El almirante de cuatro estrellas que iba a asumir el cargo más alto de la Marina de Estados Unidos el 1 de agosto decidió retirarse, en un fracaso extraordinario provocado por lo que el secretario de la Marina Richard Spencer calificó como una falta de juicio con respecto a una relación profesional.
Los dirigentes de los servicios militares, tanto civiles como uniformados, desempeñan papeles menos críticos en la seguridad nacional que el secretario de Defensa, y no están en la cadena de mando militar. Sin embargo, son los responsables de garantizar que las fuerzas armadas estén entrenadas, equipadas y preparadas para el combate y otras funciones.
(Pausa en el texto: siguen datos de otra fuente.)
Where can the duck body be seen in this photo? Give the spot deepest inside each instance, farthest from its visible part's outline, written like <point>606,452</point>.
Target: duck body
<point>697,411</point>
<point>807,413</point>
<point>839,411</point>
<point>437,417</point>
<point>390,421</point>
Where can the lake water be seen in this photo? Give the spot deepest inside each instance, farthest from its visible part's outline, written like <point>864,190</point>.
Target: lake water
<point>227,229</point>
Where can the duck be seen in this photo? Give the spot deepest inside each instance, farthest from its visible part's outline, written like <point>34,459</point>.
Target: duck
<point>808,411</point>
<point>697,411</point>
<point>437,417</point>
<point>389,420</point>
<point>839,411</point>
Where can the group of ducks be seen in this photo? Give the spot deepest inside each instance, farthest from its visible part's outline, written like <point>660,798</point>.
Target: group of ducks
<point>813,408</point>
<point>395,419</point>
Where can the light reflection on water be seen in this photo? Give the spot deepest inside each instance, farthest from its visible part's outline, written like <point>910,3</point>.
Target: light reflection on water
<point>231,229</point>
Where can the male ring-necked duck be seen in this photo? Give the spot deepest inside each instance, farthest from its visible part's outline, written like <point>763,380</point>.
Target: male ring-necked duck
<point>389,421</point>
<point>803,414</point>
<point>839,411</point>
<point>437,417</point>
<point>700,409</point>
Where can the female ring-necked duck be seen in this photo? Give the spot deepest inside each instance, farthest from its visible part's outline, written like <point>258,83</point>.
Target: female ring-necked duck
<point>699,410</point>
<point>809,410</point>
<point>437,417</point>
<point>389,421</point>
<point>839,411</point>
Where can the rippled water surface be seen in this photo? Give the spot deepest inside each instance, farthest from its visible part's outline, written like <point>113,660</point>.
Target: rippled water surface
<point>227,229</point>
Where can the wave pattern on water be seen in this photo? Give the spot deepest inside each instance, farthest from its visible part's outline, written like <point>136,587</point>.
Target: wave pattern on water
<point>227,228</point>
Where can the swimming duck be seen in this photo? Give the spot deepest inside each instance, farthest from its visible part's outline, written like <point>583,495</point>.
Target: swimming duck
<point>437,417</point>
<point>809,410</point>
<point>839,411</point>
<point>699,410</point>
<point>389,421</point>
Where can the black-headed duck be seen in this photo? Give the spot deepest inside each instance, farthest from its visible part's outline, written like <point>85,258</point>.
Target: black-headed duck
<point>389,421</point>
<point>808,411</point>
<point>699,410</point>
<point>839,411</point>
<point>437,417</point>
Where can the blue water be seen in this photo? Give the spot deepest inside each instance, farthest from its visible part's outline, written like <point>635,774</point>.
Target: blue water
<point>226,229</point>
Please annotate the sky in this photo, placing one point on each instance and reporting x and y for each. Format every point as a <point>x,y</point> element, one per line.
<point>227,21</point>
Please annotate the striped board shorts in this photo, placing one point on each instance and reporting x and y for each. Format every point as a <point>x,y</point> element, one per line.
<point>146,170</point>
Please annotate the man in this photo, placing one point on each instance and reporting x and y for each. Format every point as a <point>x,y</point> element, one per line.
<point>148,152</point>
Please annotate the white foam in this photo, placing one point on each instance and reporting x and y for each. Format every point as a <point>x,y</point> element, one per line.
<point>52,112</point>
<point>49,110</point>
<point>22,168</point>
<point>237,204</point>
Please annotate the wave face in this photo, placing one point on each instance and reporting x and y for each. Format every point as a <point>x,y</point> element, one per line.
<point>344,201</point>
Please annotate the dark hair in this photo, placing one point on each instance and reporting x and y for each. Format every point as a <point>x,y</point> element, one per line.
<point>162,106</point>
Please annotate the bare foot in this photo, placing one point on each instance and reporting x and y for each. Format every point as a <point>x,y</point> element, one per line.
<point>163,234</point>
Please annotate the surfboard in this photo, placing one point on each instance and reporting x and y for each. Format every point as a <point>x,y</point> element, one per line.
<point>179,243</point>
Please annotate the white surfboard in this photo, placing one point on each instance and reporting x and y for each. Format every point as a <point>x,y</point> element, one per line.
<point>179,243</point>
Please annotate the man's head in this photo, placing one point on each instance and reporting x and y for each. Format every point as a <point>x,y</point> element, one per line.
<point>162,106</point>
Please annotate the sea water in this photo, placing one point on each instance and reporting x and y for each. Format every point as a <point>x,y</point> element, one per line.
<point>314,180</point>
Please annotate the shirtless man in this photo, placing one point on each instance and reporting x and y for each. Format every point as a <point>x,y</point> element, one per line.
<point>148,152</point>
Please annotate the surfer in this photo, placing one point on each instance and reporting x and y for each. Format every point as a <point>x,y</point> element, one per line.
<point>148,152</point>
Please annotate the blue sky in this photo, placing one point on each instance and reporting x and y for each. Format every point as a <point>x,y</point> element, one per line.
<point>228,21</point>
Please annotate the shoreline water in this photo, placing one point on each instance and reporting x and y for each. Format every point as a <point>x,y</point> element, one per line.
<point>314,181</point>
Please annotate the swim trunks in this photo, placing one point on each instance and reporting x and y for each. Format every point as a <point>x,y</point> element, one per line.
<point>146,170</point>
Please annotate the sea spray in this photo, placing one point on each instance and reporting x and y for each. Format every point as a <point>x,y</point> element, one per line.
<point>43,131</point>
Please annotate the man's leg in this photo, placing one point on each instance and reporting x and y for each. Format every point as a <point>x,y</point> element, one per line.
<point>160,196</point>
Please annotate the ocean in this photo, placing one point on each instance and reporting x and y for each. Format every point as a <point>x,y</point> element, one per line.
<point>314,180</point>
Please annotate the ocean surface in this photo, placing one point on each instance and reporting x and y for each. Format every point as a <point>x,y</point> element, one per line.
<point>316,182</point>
Moran había sido tomado en cuenta para asumir el máximo cargo de la Marina, nominado por el presidente Donald Trump y confirmado por el Senado en mayo para reemplazar al almirante John Richardson como director de operaciones navales y como miembro del Estado Mayor Conjunto.
En su lugar, Moran dijo en un comunicado emitido el domingo por la tarde que le comentó a Spencer que decidió rechazar su nombramiento y pidió que le permitieran jubilarse.
Spencer dijo que su visión para la Marina incluye “una determinación urgente de todos” para cumplir con los altos estándares.